During the period mid October 1919 to the last week in December of that year, Makhno's army occupied all the colony's villages and much of the district up to Ekaterinoslav (current Dnipro). The Makhnovists invaded the colonists' homes, murdered, raped, and spread venereal diseases and typhus. The latter epidemic ultimately infected roughly 95% of the local population, of which more than 10% died.

==Communism==
After communists gained control over the region, they began to appropriate grain from the landowners. Eventually the population began to starve and epidemics spread. During this time Mennonites began organizing to immigrate to Canada. In 1923 many of the former large landowners, ministers and internal refugees migrated to Canada, mainly to Manitoba and Saskatchewan, with credit provided by the Canadian Pacific Railway.

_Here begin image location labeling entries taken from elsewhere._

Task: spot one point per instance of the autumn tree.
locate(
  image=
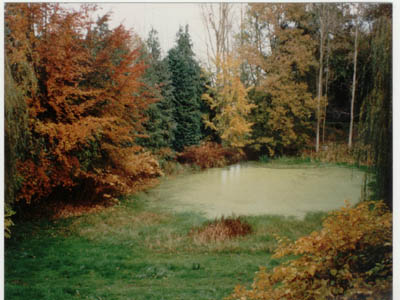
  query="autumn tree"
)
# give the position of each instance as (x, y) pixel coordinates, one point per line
(188, 86)
(285, 104)
(376, 120)
(86, 106)
(218, 21)
(228, 99)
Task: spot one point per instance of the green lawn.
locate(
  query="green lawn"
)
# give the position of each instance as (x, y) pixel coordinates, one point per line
(136, 250)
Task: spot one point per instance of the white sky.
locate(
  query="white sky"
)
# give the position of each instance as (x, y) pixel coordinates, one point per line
(163, 17)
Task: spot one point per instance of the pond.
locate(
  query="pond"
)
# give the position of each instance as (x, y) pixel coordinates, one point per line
(256, 188)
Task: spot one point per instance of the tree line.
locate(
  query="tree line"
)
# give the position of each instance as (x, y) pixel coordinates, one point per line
(87, 106)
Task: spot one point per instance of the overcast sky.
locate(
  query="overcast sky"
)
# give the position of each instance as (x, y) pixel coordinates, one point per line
(163, 17)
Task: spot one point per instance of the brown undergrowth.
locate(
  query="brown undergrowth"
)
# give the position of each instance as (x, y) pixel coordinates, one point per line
(209, 155)
(333, 152)
(221, 229)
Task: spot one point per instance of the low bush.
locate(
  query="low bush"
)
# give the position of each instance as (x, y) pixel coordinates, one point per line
(339, 153)
(209, 155)
(350, 258)
(222, 229)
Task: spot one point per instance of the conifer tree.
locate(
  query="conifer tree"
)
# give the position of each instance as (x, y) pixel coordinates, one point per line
(160, 124)
(188, 87)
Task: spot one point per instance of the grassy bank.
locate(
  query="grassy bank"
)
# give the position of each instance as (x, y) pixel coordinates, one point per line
(135, 250)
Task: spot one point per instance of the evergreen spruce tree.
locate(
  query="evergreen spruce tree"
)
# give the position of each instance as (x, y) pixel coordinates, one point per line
(160, 124)
(188, 88)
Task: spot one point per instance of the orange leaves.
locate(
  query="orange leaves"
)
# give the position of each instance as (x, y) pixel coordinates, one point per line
(230, 103)
(86, 101)
(349, 258)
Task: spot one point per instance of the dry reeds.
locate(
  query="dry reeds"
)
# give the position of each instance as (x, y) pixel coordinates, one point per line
(221, 229)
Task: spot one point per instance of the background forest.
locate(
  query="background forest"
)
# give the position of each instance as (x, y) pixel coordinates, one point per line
(94, 113)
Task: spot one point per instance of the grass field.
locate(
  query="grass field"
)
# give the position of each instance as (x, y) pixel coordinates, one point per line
(136, 250)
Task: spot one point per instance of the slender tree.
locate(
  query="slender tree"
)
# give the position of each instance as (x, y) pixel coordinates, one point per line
(353, 89)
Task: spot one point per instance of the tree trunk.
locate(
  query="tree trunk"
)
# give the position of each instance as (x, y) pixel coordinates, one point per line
(321, 61)
(326, 91)
(353, 92)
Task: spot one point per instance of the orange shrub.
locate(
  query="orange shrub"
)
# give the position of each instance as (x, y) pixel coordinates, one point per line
(209, 155)
(350, 258)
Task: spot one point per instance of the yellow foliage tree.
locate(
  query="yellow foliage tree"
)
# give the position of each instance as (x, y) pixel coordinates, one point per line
(228, 99)
(285, 104)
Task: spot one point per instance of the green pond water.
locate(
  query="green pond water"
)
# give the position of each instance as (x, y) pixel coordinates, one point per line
(255, 189)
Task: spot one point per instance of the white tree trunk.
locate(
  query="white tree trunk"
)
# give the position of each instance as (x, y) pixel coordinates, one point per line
(353, 92)
(321, 62)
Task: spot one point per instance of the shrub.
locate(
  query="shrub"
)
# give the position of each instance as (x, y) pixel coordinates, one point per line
(350, 258)
(222, 229)
(339, 153)
(209, 155)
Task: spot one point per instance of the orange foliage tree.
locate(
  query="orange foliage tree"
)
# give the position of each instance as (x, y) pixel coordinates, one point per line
(350, 258)
(82, 85)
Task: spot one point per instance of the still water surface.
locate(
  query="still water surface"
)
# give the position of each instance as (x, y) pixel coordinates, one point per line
(254, 189)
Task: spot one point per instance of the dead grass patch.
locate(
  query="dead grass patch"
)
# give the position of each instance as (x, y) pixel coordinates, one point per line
(221, 229)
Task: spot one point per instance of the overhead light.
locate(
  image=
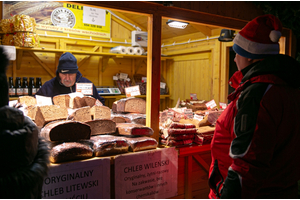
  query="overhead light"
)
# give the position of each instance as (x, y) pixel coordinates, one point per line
(177, 24)
(226, 35)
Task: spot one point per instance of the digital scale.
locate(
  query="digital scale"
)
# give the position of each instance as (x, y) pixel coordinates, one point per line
(108, 91)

In 1926 the village of Einlage was abandoned to make way for the flooding from the Dnieper Hydroelectric Station dam. Many other Chortitza Mennonites suffered under the dekulakization programs of the 1920s and the collectivization of 1930. Confiscated land was given to peasants, usually Communist Party members. In May 1931, with these newest citizens of Chortitza village voted out the remaining Mennonite landowners. From 1929 to 1940, 1500 men of a total population of 12,000 were exiled to hard labor in the far north or Siberia.

==World War II==
As World War II began in 1941, the Soviet government intended to deport all the residents of Chortitza to Siberia, but the German Wehrmacht advanced so quickly, the plan could not be executed. Under German occupation, the population made a degree of recovery. But by 1943 German people were evacuated to Reichsgau Wartheland, and the Wehrmacht retreated from the Soviet Union. As the Red Army entered German territory they seized refugees attempting to flee the Soviet Union. Some escaped by going deeper into Germany, but as Soviet citizens, the Allies delivered them back to the Soviets. With a few exceptions, the former residents of Chortitza were deported to Siberia and Kazakhstan. There they were simply released on the bare steppe. Many did not survive. They shared the fate of other Germans from Russia.

==Scattering==
After the restriction of free travel was eased in 1956, a few returned to their old home of Chortitza. Today mostly Ukrainians and Russians live there. A few Mennonites, who have either a Ukrainian parent or spouse, resettled there. Mennonite churches and ministries can now be found in Zaporizhia oblast. In Kazakhstan, Mennonites have gathered in industrial cities such as Karaganda.

At the end of the 1980s many Mennonites in the Soviet Union began to immigrate to Germany. Today many of the former residents of Chortitza and their descendants are found in Germany and Canada.